Session: 624. Hodgkin Lymphomas: Clinical and Epidemiological: Poster III
Hematology Disease Topics & Pathways:
Research
Methods: The study randomized 1,500 pts (1:1) to receive BrECADD or eBEACOPP in 4-6, 21-day, treatment cycles. TRMB included any Common Terminology Criteria for Adverse Events (CTCAE) acute hematological (grade 4 anemia, thrombocytopenia, infections) and nonhematological (grade ≥3 cardiac, gastrointestinal, hepatobiliary, nervous system, renal/urinary, and respiratory, thoracic and mediastinal disorders) toxicity collected during the treatment period. The patient-reported European Organisation for Research and Treatment of Cancer (EORTC) Quality of Life Questionnaire – Core 30 items (QLQ-C30) was administered at baseline, during the treatment period and posttreatment follow-up (FU) period up to 60 months (mth)s. Physical functioning (PF), fatigue (FA), and global health/quality of life (GH/QL) were identified as key concepts that could be negatively impacted by TRMB. PRO description according to TRMB and multivariate analysis of PROs according to TRMB, adjusted for age, sex and baseline PROs, were carried out at each available visit.
Results: The PRO analysis set (PAS – all pts with a baseline PRO and at least one postbaseline PRO from the intent-to-treat (ITT) population) included 732 pts (54% male, mean age of 34 years, and 68% with ECOG of 0 at baseline). Pts who had TRMB tended to report poorer overall health, PF, and more fatigue, with overall mean PRO scores lower (GH/QL and PF) or higher (FA) in pts with TRMB than in pts without TRMB. Mean GH/QL in pts with TRMB vs. those without TRMB was 51.2 vs. 57.8 at restaging after chemotherapy (RaC), 65.5 vs. 68.7 at 3-mth, and 68.2 vs. 75.3 at 24-mth FU, respectively. Mean PF in pts with TRMB vs. those without TRMB was 70.6 vs. 76.0 at RaC, 84.0 vs. 86.5 at 3-mth, and 89.2 vs. 93.2 at 24-mth FU, respectively. Mean FA in pts with TRMB vs. those without TRMB was 55.7 vs. 49.0 at RaC, 36.0 vs. 32.8 at 3-mth, and 31.8 vs. 22.9 at 24-mth, respectively. Similar results were seen at other visits. The GH/QL and PF score distributions showed lower first quartile in pts with TRMB vs. those without TRMB, suggesting that more pts with TRMB generally reported poorer PROs (except at 36-mth for GH/QL, 6-mth and 12-mth FU for PF).
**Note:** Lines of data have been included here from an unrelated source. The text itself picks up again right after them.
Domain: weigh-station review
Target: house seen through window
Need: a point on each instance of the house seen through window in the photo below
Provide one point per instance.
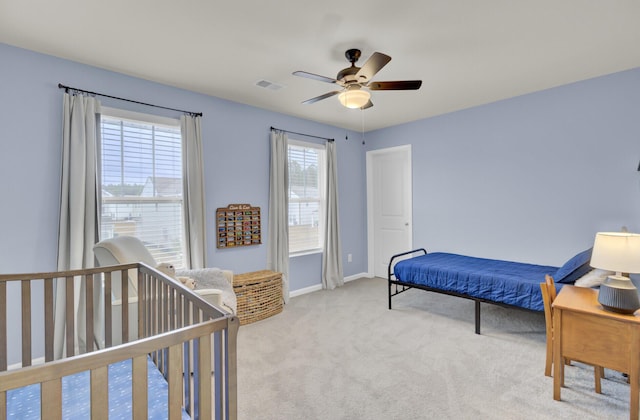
(307, 180)
(141, 180)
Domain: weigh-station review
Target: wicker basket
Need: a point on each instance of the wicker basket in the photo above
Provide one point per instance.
(259, 295)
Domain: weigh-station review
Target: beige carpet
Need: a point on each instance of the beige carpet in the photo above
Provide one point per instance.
(342, 354)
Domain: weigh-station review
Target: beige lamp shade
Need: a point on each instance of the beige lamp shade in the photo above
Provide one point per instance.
(354, 98)
(616, 251)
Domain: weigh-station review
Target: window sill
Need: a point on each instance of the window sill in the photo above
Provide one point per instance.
(303, 253)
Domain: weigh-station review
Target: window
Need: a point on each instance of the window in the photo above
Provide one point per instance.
(306, 197)
(141, 179)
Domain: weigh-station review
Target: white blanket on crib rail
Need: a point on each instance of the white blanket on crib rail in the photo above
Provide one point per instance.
(212, 278)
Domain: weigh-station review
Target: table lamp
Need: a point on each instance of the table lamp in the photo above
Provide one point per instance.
(618, 252)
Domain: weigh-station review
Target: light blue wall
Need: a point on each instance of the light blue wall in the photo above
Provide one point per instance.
(530, 178)
(236, 156)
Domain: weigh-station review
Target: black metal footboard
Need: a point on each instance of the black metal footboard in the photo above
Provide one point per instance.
(398, 286)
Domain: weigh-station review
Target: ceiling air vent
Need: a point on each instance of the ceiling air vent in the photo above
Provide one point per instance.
(269, 85)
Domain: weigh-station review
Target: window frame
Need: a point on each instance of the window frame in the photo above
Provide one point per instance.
(156, 121)
(322, 200)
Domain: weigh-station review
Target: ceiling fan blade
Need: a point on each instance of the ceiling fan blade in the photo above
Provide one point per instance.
(321, 97)
(314, 77)
(396, 85)
(373, 65)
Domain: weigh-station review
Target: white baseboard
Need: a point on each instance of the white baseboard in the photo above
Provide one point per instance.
(305, 290)
(317, 287)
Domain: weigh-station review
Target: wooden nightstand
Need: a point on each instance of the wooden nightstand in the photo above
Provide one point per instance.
(584, 331)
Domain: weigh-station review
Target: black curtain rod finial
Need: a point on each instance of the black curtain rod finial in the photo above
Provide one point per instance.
(301, 134)
(68, 88)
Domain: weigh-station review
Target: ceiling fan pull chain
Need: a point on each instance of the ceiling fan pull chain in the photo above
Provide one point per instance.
(362, 114)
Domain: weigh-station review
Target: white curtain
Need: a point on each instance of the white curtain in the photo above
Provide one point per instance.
(193, 192)
(278, 235)
(79, 215)
(332, 275)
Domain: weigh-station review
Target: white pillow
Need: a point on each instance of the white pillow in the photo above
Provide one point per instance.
(593, 278)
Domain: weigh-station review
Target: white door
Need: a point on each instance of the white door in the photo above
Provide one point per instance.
(389, 206)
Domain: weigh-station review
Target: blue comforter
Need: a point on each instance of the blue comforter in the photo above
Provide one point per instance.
(498, 281)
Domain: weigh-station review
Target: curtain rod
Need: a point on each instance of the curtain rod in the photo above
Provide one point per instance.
(68, 88)
(302, 134)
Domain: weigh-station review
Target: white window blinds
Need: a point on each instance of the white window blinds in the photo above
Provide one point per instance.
(141, 164)
(306, 196)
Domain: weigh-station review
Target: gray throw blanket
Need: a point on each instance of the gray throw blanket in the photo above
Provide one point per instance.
(212, 278)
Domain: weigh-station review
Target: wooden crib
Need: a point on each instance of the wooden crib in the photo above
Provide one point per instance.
(190, 343)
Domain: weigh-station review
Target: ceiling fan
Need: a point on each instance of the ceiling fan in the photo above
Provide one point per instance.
(356, 81)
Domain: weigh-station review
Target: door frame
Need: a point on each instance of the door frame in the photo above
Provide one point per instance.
(370, 192)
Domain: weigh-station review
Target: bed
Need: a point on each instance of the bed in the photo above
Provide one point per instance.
(505, 283)
(178, 361)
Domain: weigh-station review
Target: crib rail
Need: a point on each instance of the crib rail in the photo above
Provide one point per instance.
(165, 321)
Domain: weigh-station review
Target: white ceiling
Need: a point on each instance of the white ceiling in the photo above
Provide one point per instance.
(467, 52)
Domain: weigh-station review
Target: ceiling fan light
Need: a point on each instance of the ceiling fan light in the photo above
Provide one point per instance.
(354, 98)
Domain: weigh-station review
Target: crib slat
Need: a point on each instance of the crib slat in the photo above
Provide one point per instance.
(51, 399)
(3, 326)
(124, 279)
(204, 378)
(100, 393)
(48, 319)
(69, 316)
(139, 395)
(3, 405)
(175, 386)
(108, 313)
(89, 341)
(26, 322)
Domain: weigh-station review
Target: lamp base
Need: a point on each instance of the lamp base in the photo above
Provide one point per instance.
(618, 294)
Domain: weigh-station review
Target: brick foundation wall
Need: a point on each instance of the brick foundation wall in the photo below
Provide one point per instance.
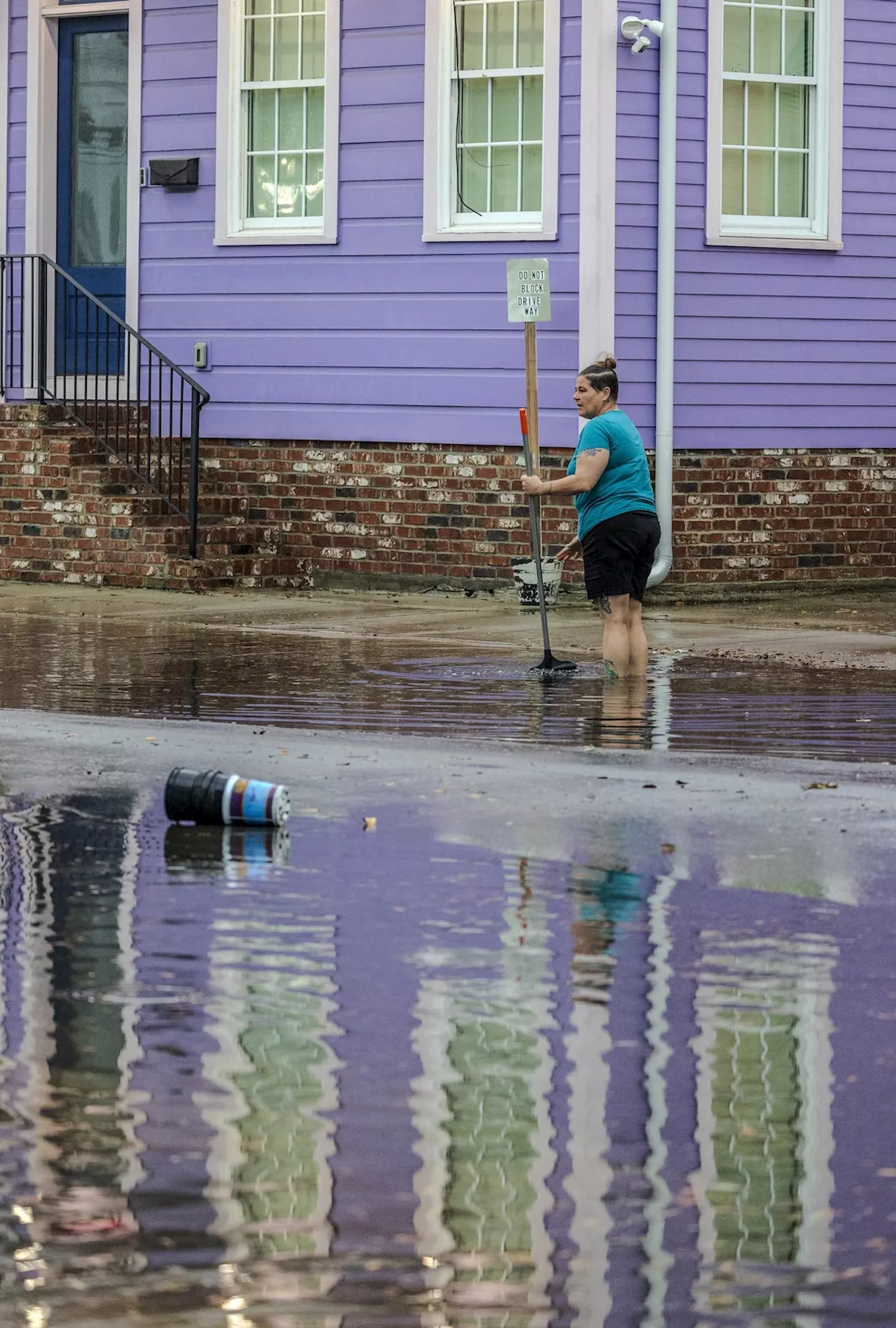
(294, 515)
(741, 517)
A similar pattern was observed for FA, except at later FU. Multivariate analysis showed consistent results, with mean estimates generally lower (GH/QL and PF) or higher (FA) in the TRMB group than in pts without TRMB, and significant results for GH/QL at most timepoints.
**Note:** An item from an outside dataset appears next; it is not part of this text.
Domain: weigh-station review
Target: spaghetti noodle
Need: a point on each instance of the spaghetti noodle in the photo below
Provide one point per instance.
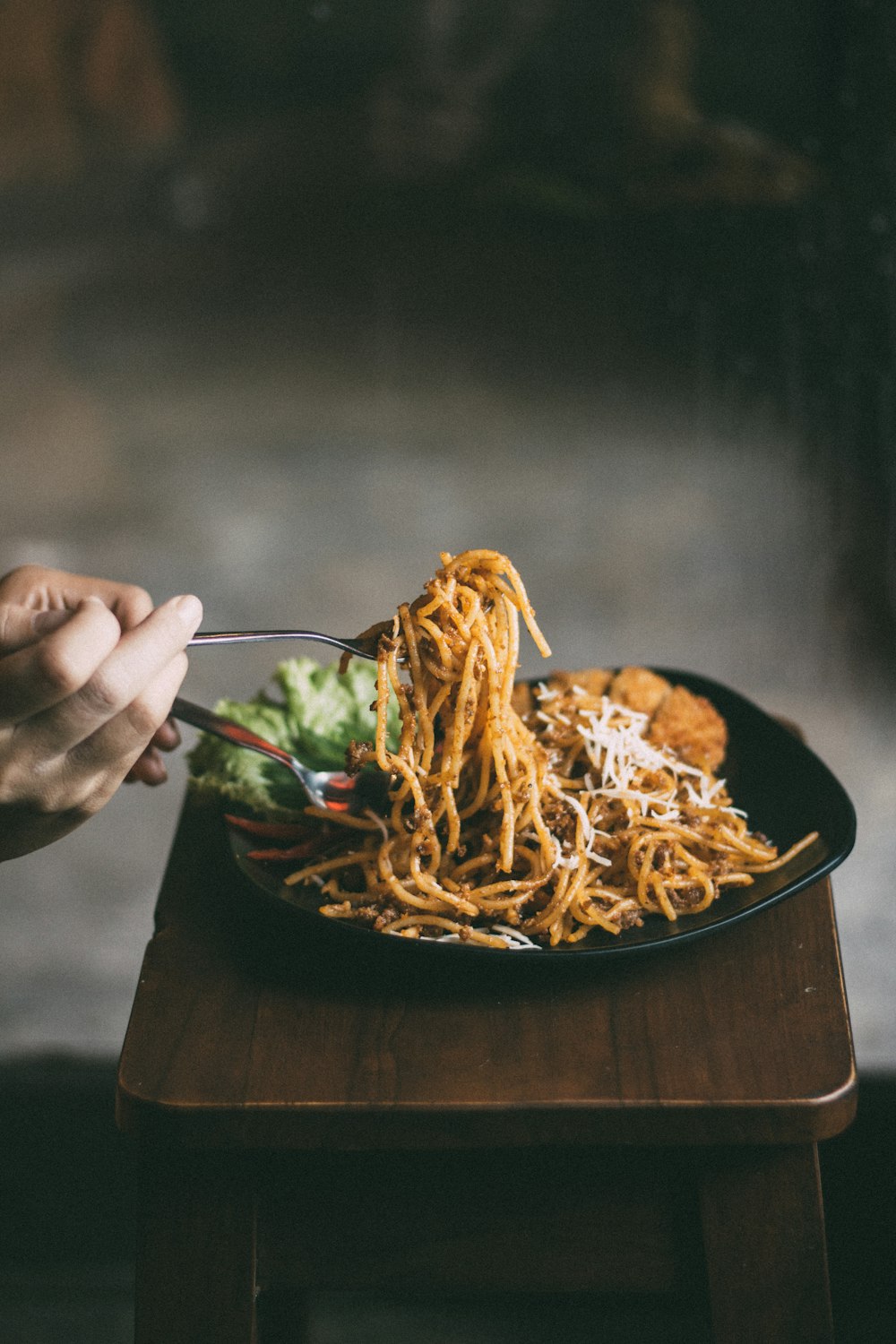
(521, 824)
Conclusion: These findings suggest the detrimental effect of TRMB on pts’ HRQoL from the patient’s perspective especially during the treatment period and early FU. Treatments with fewer TRMB events are not only relevant clinically but can also improve pts’ experience in advanced stage cHL. These data validate TRMB during the treatment period as a clinically meaningful and patient-relevant endpoint.
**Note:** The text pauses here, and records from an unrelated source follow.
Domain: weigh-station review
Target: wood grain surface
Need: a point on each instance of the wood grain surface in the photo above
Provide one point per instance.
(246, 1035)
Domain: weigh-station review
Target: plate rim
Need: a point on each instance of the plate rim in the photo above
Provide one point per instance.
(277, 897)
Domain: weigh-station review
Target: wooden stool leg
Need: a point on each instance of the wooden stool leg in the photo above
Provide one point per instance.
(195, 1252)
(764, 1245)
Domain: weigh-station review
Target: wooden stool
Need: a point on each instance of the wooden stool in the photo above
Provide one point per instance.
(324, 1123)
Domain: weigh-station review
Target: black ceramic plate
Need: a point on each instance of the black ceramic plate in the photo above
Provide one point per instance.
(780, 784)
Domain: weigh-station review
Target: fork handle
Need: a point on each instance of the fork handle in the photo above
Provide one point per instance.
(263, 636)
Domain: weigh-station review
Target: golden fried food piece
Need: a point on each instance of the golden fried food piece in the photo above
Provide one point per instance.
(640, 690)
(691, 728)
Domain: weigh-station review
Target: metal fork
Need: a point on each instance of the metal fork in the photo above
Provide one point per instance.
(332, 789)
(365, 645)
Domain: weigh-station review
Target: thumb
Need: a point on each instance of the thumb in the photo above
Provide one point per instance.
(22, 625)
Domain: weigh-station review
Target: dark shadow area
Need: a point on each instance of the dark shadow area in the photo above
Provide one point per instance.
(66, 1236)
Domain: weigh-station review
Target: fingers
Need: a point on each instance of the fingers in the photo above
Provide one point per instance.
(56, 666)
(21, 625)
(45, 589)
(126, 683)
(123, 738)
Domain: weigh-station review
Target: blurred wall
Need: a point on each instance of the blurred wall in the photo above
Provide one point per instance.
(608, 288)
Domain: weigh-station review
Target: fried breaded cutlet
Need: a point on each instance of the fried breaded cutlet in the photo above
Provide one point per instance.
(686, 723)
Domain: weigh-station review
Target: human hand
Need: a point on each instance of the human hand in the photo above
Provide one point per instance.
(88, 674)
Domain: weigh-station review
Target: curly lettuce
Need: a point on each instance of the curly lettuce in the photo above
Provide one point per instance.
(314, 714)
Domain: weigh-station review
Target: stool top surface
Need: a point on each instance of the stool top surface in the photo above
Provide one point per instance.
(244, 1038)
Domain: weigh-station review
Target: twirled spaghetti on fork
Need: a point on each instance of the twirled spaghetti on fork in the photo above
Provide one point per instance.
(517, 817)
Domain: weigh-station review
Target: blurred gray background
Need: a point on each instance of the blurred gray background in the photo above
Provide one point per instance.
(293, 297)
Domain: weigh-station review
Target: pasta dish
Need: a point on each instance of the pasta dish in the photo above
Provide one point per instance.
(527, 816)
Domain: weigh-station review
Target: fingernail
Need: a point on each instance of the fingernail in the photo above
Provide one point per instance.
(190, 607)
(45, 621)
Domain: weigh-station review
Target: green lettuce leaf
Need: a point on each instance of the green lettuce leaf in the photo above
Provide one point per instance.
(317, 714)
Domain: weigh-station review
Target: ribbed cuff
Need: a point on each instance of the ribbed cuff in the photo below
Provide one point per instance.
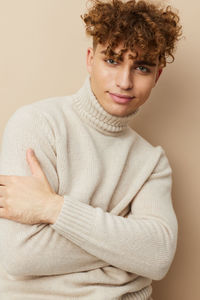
(75, 220)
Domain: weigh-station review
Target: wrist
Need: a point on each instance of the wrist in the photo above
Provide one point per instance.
(55, 208)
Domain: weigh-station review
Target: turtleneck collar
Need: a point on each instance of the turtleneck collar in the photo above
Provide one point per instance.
(89, 109)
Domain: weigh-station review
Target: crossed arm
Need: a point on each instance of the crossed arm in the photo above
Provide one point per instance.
(144, 243)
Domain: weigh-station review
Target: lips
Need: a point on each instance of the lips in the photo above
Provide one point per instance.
(121, 99)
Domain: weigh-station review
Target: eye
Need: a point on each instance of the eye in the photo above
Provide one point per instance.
(111, 61)
(143, 69)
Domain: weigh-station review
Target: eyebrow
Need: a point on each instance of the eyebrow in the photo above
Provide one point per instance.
(138, 62)
(144, 62)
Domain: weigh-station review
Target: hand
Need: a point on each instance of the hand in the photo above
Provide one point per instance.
(29, 199)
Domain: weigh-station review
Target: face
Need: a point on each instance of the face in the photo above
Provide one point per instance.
(121, 86)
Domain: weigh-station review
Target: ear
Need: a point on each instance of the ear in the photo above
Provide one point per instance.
(158, 74)
(89, 60)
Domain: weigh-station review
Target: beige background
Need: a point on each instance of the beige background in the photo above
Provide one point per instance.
(42, 54)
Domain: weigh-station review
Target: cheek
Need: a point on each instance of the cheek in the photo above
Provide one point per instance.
(144, 87)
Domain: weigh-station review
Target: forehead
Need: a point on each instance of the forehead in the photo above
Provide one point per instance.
(120, 52)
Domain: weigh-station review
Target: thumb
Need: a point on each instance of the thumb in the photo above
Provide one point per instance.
(34, 164)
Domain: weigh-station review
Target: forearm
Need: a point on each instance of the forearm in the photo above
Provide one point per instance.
(137, 245)
(39, 250)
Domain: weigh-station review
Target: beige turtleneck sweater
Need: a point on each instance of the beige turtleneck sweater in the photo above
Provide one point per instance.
(117, 229)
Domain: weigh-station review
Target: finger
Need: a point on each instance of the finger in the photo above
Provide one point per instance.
(3, 190)
(34, 164)
(2, 212)
(5, 180)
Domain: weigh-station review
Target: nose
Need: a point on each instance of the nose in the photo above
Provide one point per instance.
(124, 79)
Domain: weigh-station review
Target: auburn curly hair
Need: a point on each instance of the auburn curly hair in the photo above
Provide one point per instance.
(140, 24)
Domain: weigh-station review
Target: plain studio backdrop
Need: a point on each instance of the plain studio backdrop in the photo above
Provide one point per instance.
(42, 54)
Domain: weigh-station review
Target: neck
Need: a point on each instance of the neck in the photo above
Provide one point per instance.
(92, 113)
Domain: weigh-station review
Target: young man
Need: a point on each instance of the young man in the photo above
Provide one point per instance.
(95, 218)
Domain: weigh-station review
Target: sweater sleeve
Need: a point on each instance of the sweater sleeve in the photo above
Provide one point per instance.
(143, 243)
(37, 249)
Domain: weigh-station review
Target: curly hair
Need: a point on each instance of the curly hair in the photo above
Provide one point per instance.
(137, 24)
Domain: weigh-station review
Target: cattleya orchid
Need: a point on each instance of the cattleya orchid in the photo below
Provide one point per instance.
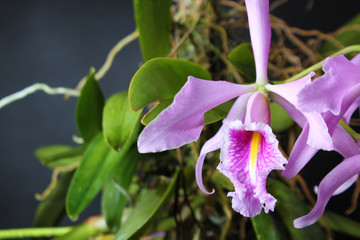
(249, 149)
(341, 79)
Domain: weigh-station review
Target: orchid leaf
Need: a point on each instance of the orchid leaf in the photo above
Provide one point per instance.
(119, 121)
(145, 210)
(114, 197)
(280, 119)
(153, 20)
(160, 79)
(289, 207)
(346, 38)
(94, 170)
(265, 227)
(156, 110)
(54, 156)
(89, 108)
(242, 58)
(52, 209)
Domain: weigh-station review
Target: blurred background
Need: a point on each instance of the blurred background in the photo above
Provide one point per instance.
(56, 42)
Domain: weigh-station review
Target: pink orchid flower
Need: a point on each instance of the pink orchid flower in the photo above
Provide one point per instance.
(336, 95)
(249, 149)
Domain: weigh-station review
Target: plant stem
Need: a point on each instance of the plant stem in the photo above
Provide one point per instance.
(34, 232)
(36, 87)
(318, 66)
Disclosures: Kristo: Takeda Development Center Americas, Inc. (TDCA): Current Employment, Current equity holder in publicly-traded company. Regnault: Modus Outcomes: Current Employment. Ferdinandus: Takeda Oncology: Honoraria; Roche Pharma: Honoraria. Borchmann: Takeda Oncology, BMS, Roche, Amgen, Miltenyi Biotech, Gilead, MSD: Consultancy; Takeda Oncology, BMS, Roche, MSD, Celgene, Miltenyi Biotech, Gilead, Abbvie: Honoraria; Takeda Oncology, MSD, Incyte: Research Funding. Ashaye: Takeda Development Center Americas, Inc.: Current Employment, Current equity holder in publicly-traded company.